The system’s launch follows UK trials over a number of years in collaboration with the University of the West of England. Further Europe-wide testing has resulted in Albania, Romania and Greece now having fully operational systems supplying fresh drinking water that meets country-specific and EU Drinking Water standards to homes, businesses and hospitals.

The engineering team behind the groundbreaking project is led by Simon Escott. “An estimated 2 billion people worldwide lack access to drinking water from improved water sources* and it is predicted to be become more scarce,” he said.

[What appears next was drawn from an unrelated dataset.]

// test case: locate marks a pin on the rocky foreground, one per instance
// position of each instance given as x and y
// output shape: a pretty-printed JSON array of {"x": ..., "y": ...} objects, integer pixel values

“Our mission from the start has been to design a better and easier way to help more people access clean water. We have created a system that can continuously supply safe, fresh drinking water that isself-cleaning and requires minimal maintenance,  with the occasional top-up of salt for disinfection production. The running costs are a fraction of the cost of buying water in so people can move away from transported tanked water or move their current drinking water treatment system to this more sustainable option. We are proud to be able to significantly reduce the environmental carbon footprint compared to traditional methods using our innovative solution. To have achieved all that we set out to do is amazing and we have been overwhelmed by the response we are receiving from communities all across the globe.”